GenAI suffers from data overload, so companies should focus on smaller, specific goals

“There is no AI without data, there is no AI without unstructured data, and there is no AI without unstructured data at scale,” said Chet Kapoor, chairman and CEO of data management company DataStax.

Kapoor was kicking off a conversation at TechCrunch Disrupt 2024 about “new data pipelines” in the context of modern AI applications, where he was joined by Vanessa Larco, partner at VC firm NEA; and George Fraser, CEO of data integration platform Fivetran. While the chat covered multiple bases, such as the importance of data quality and the role of real-time data in generative AI, one of the big takeaways was the importance of prioritizing product-market fit over scale in what really is still the early days of AI. The advice for companies looking to jump into the dizzying world of generative AI is straightforward — don’t be overly ambitious at first, and focus on practical, incremental progress. The reason? We’re really still figuring it all out.

“The most important thing for generative AI is that it all comes down to the people,” Kapoor said. “The SWAT teams that actually go off and build the first few projects — they are not reading a manual; they are writing the manual for how to do generative AI apps.”

While it’s true that data and AI go hand in hand, it’s easy to become overwhelmed by the sheer amount of data a company may have, some of it possibly sensitive and subject to strict protections, and maybe even stored across myriad locations. Larco, who works with (and sits on the board of) numerous startups across the B2C and B2B spectrum, suggested a simple-but-pragmatic approach to unlocking true value in these early days.

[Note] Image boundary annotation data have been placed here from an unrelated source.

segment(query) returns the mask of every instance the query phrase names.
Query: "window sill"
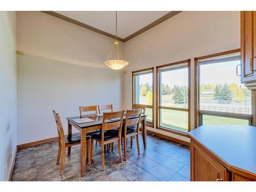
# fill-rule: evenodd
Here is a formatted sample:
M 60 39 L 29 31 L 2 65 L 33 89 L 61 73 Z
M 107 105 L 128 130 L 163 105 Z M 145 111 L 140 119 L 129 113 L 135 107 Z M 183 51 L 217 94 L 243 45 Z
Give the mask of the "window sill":
M 188 135 L 187 134 L 187 133 L 186 132 L 182 132 L 179 131 L 174 130 L 169 128 L 163 127 L 162 126 L 157 126 L 157 129 L 158 130 L 166 131 L 167 132 L 169 132 L 174 133 L 175 134 L 179 135 L 183 137 L 188 137 Z

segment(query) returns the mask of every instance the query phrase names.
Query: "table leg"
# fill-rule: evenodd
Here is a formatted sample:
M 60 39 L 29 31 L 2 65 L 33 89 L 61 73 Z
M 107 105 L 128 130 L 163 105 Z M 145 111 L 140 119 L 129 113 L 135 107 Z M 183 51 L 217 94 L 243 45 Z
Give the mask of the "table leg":
M 81 130 L 80 161 L 81 161 L 81 177 L 84 176 L 86 168 L 86 130 Z
M 68 122 L 68 132 L 69 135 L 72 135 L 72 125 L 69 123 L 69 121 Z M 70 156 L 70 152 L 71 152 L 71 147 L 69 146 L 68 147 L 68 156 Z
M 144 148 L 146 147 L 146 118 L 144 117 L 144 119 L 142 120 L 142 139 L 143 140 Z

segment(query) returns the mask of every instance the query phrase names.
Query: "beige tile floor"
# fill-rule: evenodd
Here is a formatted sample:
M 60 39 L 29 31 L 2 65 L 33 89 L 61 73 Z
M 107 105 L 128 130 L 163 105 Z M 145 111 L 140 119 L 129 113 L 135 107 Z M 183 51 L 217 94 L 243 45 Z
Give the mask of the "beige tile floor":
M 57 142 L 22 149 L 17 153 L 12 181 L 189 181 L 188 146 L 147 135 L 146 149 L 140 138 L 138 155 L 136 142 L 133 147 L 130 142 L 128 159 L 121 163 L 117 143 L 113 152 L 105 152 L 104 172 L 101 170 L 101 147 L 95 146 L 93 163 L 87 164 L 83 177 L 80 175 L 79 145 L 72 147 L 71 155 L 67 156 L 62 176 L 59 175 L 60 165 L 56 164 Z

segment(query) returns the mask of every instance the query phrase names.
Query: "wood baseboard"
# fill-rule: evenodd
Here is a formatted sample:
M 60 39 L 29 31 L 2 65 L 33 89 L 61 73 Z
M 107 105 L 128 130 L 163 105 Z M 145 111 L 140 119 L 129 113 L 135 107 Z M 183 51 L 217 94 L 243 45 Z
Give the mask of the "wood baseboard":
M 157 136 L 163 138 L 164 139 L 169 140 L 170 141 L 177 142 L 177 143 L 179 143 L 181 144 L 184 144 L 184 145 L 186 145 L 187 146 L 190 145 L 190 143 L 189 142 L 185 141 L 182 140 L 181 139 L 175 138 L 174 137 L 168 136 L 167 135 L 163 135 L 163 134 L 162 134 L 159 133 L 153 132 L 152 131 L 150 131 L 148 130 L 146 130 L 146 132 L 148 133 L 151 134 L 156 135 Z
M 53 137 L 53 138 L 49 138 L 49 139 L 46 139 L 40 140 L 39 141 L 33 141 L 33 142 L 31 142 L 30 143 L 22 144 L 20 145 L 17 145 L 17 147 L 18 150 L 20 150 L 21 148 L 29 147 L 31 146 L 35 146 L 35 145 L 39 145 L 40 144 L 44 144 L 44 143 L 49 143 L 49 142 L 56 141 L 56 140 L 58 140 L 58 137 Z
M 12 167 L 11 168 L 11 171 L 10 172 L 10 175 L 9 176 L 9 181 L 12 181 L 12 174 L 13 173 L 13 169 L 14 169 L 14 165 L 15 164 L 15 160 L 16 160 L 16 155 L 17 155 L 17 150 L 18 150 L 18 147 L 16 146 L 15 153 L 14 154 L 14 158 L 13 158 L 13 161 L 12 161 Z

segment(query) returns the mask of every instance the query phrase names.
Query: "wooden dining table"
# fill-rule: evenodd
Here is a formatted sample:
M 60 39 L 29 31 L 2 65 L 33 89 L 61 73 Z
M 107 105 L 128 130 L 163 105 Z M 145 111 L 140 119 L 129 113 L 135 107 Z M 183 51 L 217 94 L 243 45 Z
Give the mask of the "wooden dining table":
M 144 148 L 146 147 L 146 115 L 141 114 L 141 121 L 142 123 L 141 132 Z M 73 120 L 75 119 L 89 118 L 93 120 L 93 121 L 86 123 L 77 123 Z M 83 177 L 85 175 L 86 167 L 86 156 L 87 156 L 87 140 L 86 135 L 87 132 L 99 130 L 102 129 L 102 117 L 97 116 L 95 115 L 87 115 L 82 116 L 67 117 L 68 124 L 68 134 L 71 135 L 72 133 L 72 126 L 79 130 L 81 134 L 81 141 L 80 145 L 80 161 L 81 161 L 81 176 Z M 133 117 L 131 117 L 132 118 Z M 125 119 L 124 117 L 123 119 Z M 112 120 L 109 120 L 113 122 Z M 124 122 L 123 123 L 124 123 Z M 70 150 L 70 148 L 69 149 Z

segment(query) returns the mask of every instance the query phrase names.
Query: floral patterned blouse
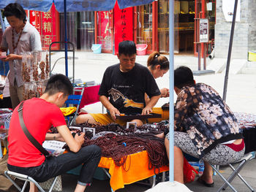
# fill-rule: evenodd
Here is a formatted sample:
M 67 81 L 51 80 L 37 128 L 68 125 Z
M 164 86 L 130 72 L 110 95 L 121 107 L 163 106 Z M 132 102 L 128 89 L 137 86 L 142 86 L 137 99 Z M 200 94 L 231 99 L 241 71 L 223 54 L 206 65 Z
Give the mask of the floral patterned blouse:
M 217 144 L 242 138 L 236 117 L 218 93 L 197 83 L 184 87 L 177 96 L 175 130 L 187 131 L 200 157 Z

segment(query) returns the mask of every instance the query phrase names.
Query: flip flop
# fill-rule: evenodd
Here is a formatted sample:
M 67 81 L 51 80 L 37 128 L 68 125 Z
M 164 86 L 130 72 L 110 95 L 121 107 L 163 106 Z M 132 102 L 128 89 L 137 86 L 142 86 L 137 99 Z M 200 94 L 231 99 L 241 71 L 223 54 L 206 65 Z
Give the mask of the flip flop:
M 203 185 L 204 185 L 208 188 L 214 187 L 214 182 L 213 182 L 212 183 L 207 183 L 205 180 L 202 179 L 202 177 L 199 177 L 199 178 L 197 179 L 197 182 L 199 182 L 200 183 L 202 183 Z

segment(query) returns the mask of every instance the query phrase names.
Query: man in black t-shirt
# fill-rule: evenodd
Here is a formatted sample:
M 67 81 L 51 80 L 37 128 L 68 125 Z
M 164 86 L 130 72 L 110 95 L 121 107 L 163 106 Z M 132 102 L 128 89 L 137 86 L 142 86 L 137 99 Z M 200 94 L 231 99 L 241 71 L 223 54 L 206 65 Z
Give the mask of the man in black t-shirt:
M 121 42 L 117 56 L 120 63 L 107 68 L 98 93 L 108 113 L 81 115 L 77 118 L 77 123 L 88 121 L 106 125 L 116 122 L 124 126 L 126 122 L 116 120 L 116 115 L 146 115 L 152 112 L 161 93 L 148 69 L 135 63 L 135 42 Z M 146 105 L 145 93 L 150 98 Z M 139 119 L 131 121 L 136 122 L 137 126 L 141 126 L 144 123 Z

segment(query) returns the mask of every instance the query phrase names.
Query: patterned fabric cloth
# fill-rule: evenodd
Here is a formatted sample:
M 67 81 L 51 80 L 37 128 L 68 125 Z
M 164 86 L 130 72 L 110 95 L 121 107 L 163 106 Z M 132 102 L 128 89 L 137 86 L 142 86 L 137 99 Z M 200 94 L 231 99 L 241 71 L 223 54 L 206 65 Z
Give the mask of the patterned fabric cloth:
M 245 112 L 234 112 L 241 128 L 256 128 L 256 115 Z
M 217 144 L 242 138 L 240 126 L 228 106 L 209 85 L 184 87 L 177 96 L 175 130 L 187 131 L 202 158 Z
M 168 134 L 166 136 L 169 138 Z M 174 145 L 193 157 L 199 158 L 197 148 L 187 133 L 174 132 Z M 203 158 L 213 165 L 227 165 L 241 159 L 244 154 L 245 147 L 240 151 L 235 151 L 225 145 L 218 144 Z

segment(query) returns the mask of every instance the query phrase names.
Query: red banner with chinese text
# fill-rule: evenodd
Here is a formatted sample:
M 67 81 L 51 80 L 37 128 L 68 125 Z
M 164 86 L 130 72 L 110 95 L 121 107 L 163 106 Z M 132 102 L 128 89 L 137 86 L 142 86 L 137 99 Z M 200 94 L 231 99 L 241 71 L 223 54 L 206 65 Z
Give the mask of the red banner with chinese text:
M 99 12 L 99 22 L 98 43 L 102 44 L 103 52 L 112 51 L 112 31 L 111 26 L 113 11 Z
M 59 41 L 59 15 L 54 4 L 49 12 L 30 11 L 29 21 L 41 35 L 43 50 L 48 50 L 50 43 Z M 59 50 L 59 45 L 53 45 L 51 49 Z
M 118 52 L 119 42 L 133 40 L 132 7 L 120 9 L 117 1 L 114 7 L 115 20 L 115 54 Z

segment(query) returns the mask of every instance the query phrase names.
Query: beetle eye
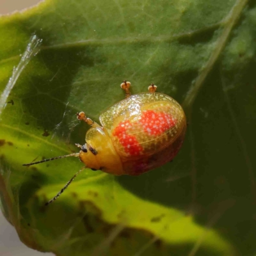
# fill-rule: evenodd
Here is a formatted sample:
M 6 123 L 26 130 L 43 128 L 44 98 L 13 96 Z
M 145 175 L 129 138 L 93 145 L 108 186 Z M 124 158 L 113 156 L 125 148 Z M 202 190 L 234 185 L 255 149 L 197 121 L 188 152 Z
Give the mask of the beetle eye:
M 86 153 L 87 152 L 86 145 L 86 144 L 83 145 L 81 148 L 81 149 L 84 153 Z

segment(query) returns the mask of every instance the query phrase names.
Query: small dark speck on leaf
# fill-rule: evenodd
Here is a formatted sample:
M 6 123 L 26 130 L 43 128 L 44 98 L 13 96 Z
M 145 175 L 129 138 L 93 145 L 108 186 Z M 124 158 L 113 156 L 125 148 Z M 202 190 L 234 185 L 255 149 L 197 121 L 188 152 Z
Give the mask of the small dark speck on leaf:
M 71 195 L 75 198 L 76 198 L 77 197 L 77 194 L 76 193 L 75 193 L 75 192 L 72 192 L 71 193 Z
M 155 242 L 155 244 L 158 249 L 160 249 L 163 246 L 163 242 L 161 240 L 158 239 Z
M 44 133 L 42 134 L 44 137 L 48 137 L 50 134 L 48 132 L 47 130 L 44 130 Z
M 14 101 L 13 101 L 13 100 L 10 100 L 8 101 L 7 103 L 10 103 L 10 104 L 11 104 L 12 105 L 13 105 L 13 104 L 14 104 Z

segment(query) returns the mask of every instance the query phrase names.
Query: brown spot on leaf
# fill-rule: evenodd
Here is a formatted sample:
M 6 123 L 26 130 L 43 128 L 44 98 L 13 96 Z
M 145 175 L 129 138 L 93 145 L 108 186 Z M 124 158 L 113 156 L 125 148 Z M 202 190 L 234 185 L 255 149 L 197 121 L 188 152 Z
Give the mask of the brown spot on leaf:
M 12 105 L 14 104 L 14 101 L 13 100 L 9 100 L 7 103 L 11 104 Z
M 89 190 L 88 191 L 88 193 L 89 195 L 94 196 L 94 197 L 97 197 L 98 195 L 99 195 L 97 192 L 92 191 L 91 190 Z
M 42 134 L 44 137 L 48 137 L 50 134 L 48 132 L 47 130 L 44 130 L 44 133 Z
M 164 217 L 164 214 L 159 215 L 159 216 L 153 217 L 151 220 L 151 222 L 159 222 L 162 220 L 163 217 Z

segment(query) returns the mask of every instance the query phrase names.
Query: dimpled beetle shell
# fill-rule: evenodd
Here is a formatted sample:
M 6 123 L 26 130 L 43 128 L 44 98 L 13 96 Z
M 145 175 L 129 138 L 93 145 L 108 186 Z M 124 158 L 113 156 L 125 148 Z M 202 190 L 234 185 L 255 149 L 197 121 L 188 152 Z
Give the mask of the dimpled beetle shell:
M 173 159 L 185 136 L 186 116 L 176 100 L 154 91 L 129 92 L 100 115 L 102 127 L 92 125 L 86 135 L 87 148 L 97 154 L 79 153 L 86 167 L 138 175 Z

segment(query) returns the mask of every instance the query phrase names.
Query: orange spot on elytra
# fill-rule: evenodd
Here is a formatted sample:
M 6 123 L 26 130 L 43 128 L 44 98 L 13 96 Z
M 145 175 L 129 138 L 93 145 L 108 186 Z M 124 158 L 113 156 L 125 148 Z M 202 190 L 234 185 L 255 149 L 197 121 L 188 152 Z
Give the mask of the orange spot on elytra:
M 124 147 L 125 153 L 131 156 L 138 156 L 143 150 L 143 148 L 135 136 L 127 134 L 127 131 L 131 127 L 132 124 L 130 121 L 121 122 L 115 128 L 113 134 L 118 138 L 119 142 Z
M 177 120 L 170 114 L 147 110 L 142 113 L 140 122 L 148 134 L 158 136 L 173 127 Z

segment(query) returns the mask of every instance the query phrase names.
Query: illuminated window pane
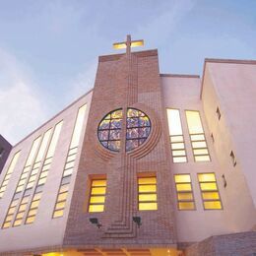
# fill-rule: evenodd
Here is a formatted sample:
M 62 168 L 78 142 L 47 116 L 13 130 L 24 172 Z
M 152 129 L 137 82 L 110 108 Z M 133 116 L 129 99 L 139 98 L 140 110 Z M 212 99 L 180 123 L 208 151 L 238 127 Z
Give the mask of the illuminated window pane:
M 186 151 L 178 109 L 167 109 L 170 147 L 173 162 L 186 162 Z
M 82 105 L 78 110 L 78 115 L 77 115 L 77 119 L 76 119 L 75 129 L 74 129 L 74 132 L 72 135 L 70 148 L 75 148 L 75 147 L 78 147 L 78 145 L 79 145 L 86 110 L 87 110 L 87 104 Z
M 178 202 L 179 210 L 194 210 L 195 203 L 194 202 Z
M 173 162 L 186 162 L 187 157 L 173 157 Z
M 54 211 L 53 218 L 62 217 L 64 214 L 64 210 Z
M 105 187 L 94 187 L 92 188 L 92 195 L 104 195 Z
M 195 161 L 210 161 L 199 111 L 186 111 L 186 117 Z
M 140 192 L 156 192 L 157 185 L 140 185 L 139 190 Z
M 30 155 L 29 155 L 29 158 L 28 158 L 28 160 L 26 161 L 26 166 L 31 165 L 32 163 L 32 160 L 34 160 L 36 151 L 37 151 L 37 149 L 39 147 L 40 140 L 41 140 L 41 136 L 39 136 L 37 139 L 35 139 L 33 141 L 32 147 L 31 149 L 31 152 L 30 152 Z
M 48 141 L 50 139 L 51 131 L 52 131 L 52 128 L 49 129 L 46 133 L 44 133 L 39 151 L 38 151 L 36 159 L 35 159 L 35 161 L 40 161 L 42 160 L 46 147 L 47 147 L 47 144 L 48 144 Z M 37 163 L 37 165 L 35 165 L 34 167 L 38 167 L 38 165 L 39 164 Z
M 1 184 L 1 186 L 0 186 L 0 198 L 2 198 L 3 195 L 4 195 L 4 192 L 5 192 L 5 190 L 6 190 L 7 184 L 9 183 L 9 179 L 10 179 L 10 177 L 11 177 L 11 174 L 12 174 L 13 171 L 14 171 L 14 168 L 15 168 L 15 166 L 16 166 L 16 163 L 17 163 L 17 161 L 18 161 L 18 159 L 19 159 L 19 157 L 20 157 L 20 154 L 21 154 L 20 151 L 17 152 L 17 153 L 14 155 L 14 157 L 13 157 L 13 159 L 12 159 L 12 160 L 11 160 L 11 163 L 10 163 L 10 165 L 9 165 L 9 167 L 8 167 L 8 170 L 7 170 L 7 172 L 6 172 L 6 175 L 5 175 L 5 177 L 4 177 L 4 180 L 3 180 L 3 182 L 2 182 L 2 184 Z
M 105 197 L 104 196 L 96 196 L 94 197 L 92 196 L 90 199 L 90 203 L 104 203 L 105 202 Z
M 198 173 L 205 210 L 223 209 L 215 173 Z
M 191 184 L 184 183 L 184 184 L 176 184 L 177 191 L 191 191 Z
M 139 201 L 157 201 L 157 194 L 141 194 L 139 195 Z
M 98 213 L 104 211 L 105 192 L 106 192 L 105 179 L 92 180 L 90 204 L 88 209 L 89 213 Z
M 174 179 L 176 183 L 191 182 L 189 174 L 174 175 Z
M 34 222 L 35 216 L 28 217 L 26 224 L 32 224 Z
M 204 133 L 199 111 L 186 111 L 189 134 Z
M 56 124 L 55 128 L 54 128 L 54 132 L 51 138 L 51 142 L 47 151 L 47 155 L 46 155 L 46 159 L 52 158 L 55 152 L 55 148 L 57 146 L 57 142 L 59 139 L 59 135 L 60 135 L 60 131 L 62 128 L 62 124 L 63 121 L 59 122 Z M 44 162 L 45 164 L 47 164 L 46 162 Z
M 106 180 L 93 180 L 92 187 L 104 187 L 106 186 Z
M 90 205 L 89 213 L 98 213 L 104 211 L 104 205 Z
M 175 174 L 178 210 L 195 210 L 190 174 Z
M 169 135 L 182 135 L 182 127 L 178 109 L 167 109 Z
M 158 210 L 157 177 L 138 178 L 139 211 Z
M 179 201 L 193 200 L 193 194 L 192 193 L 177 193 L 177 196 L 178 196 Z
M 203 192 L 202 197 L 204 200 L 216 200 L 220 199 L 219 193 L 218 192 Z
M 200 187 L 202 191 L 206 190 L 217 190 L 216 182 L 209 182 L 209 183 L 200 183 Z
M 200 182 L 216 181 L 215 173 L 198 173 Z
M 139 203 L 139 211 L 158 210 L 157 203 Z
M 221 201 L 205 201 L 204 208 L 206 210 L 211 210 L 211 209 L 220 210 L 220 209 L 222 209 L 222 204 L 221 204 Z
M 68 192 L 65 192 L 65 193 L 62 193 L 62 194 L 59 194 L 58 195 L 58 202 L 60 201 L 63 201 L 63 200 L 66 200 L 67 199 L 67 196 L 68 196 Z

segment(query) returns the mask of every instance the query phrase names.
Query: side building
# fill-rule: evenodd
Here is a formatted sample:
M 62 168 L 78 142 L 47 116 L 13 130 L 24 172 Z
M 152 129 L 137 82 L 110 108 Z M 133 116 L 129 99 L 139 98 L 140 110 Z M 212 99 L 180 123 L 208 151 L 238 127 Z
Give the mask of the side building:
M 256 61 L 160 74 L 99 56 L 95 88 L 11 151 L 0 255 L 256 252 Z

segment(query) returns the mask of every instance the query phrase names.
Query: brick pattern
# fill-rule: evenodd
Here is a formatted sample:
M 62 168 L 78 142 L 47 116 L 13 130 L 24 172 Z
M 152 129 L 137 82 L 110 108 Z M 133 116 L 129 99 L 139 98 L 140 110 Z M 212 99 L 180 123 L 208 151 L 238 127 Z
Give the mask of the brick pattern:
M 256 232 L 252 231 L 212 236 L 187 247 L 185 255 L 256 255 Z
M 104 149 L 96 136 L 102 117 L 120 107 L 124 113 L 127 107 L 138 108 L 152 122 L 147 141 L 129 153 L 125 129 L 119 153 Z M 176 243 L 164 114 L 157 50 L 99 57 L 64 245 L 166 247 Z M 158 211 L 138 211 L 136 180 L 143 173 L 157 176 Z M 104 212 L 88 213 L 90 180 L 100 175 L 107 179 Z M 132 221 L 134 216 L 142 219 L 140 228 Z M 92 217 L 98 219 L 100 228 L 89 222 Z

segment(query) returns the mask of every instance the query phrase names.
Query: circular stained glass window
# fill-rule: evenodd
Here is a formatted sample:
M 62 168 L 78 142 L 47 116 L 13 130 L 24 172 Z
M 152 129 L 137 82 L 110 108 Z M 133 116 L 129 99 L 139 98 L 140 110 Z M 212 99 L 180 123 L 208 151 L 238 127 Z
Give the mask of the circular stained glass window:
M 144 112 L 128 108 L 126 116 L 123 116 L 122 109 L 114 110 L 101 120 L 97 129 L 99 142 L 110 151 L 120 151 L 123 118 L 126 118 L 126 152 L 142 145 L 150 135 L 151 121 Z

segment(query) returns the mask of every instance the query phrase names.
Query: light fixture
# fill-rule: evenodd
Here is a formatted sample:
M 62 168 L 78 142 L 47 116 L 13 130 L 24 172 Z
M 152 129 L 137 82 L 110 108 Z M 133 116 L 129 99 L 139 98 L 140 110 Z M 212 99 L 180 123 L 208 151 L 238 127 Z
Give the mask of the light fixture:
M 97 228 L 102 226 L 102 224 L 99 224 L 97 218 L 90 218 L 89 221 L 91 224 L 96 224 Z
M 133 217 L 133 221 L 137 224 L 138 227 L 140 228 L 140 225 L 142 225 L 141 218 L 139 216 Z

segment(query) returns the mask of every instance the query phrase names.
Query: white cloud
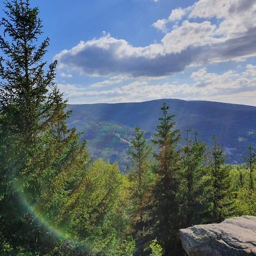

“Work backwards for what you’re trying to accomplish — what are you trying to solve for, and what is the data that you need?” Larco said. “Find that data, wherever it resides, and then use it for this purpose.”

This is in contrast to trying to splash generative AI across the whole company from the get-go, throwing all their data at the large language model (LLM) and hoping that it spits out the right thing at the end. That, according to Larco, will likely create an inaccurate, expensive mess. “Start small,” she said. “What we’re seeing is companies starting small, with internal applications, with very specific goals, and then finding the data that matches what they’re trying to accomplish.”

Fraser, who has led “data movement” platform Fivetran since its inception 12 years ago, amassing big-name customers such as OpenAI and Salesforce en route, suggested that companies should focus narrowly on real issues they’re facing in the now.

“Only solve the problems you have today; that’s the mantra,” Fraser said. “The costs in innovation are always 99% in things you built that didn’t work out, not in things that worked out that you wish you had planned for scale ahead of time. Even though those are the problems we always think about in retrospect, those are not the 99% of the cost you bear.”

So much like the early days of the web and, more recently, the smartphone revolution, early applications and use cases for generative AI have shown glimpses of a powerful new AI-enabled future. But so far, they haven’t necessarily been game-changing.

“I call this the Angry Birds era of generative AI,” Kapoor said. “It’s not completely changing my life, no one’s doing my laundry yet. This year, every enterprise that I work with is putting something into production — small, internal, but putting it into production because they’re actually working out the kinks, on how to form the teams to go and make this happen. Next year is what I call the year of transformation, when people will start doing apps that actually start changing the trajectory of the company that they work for.”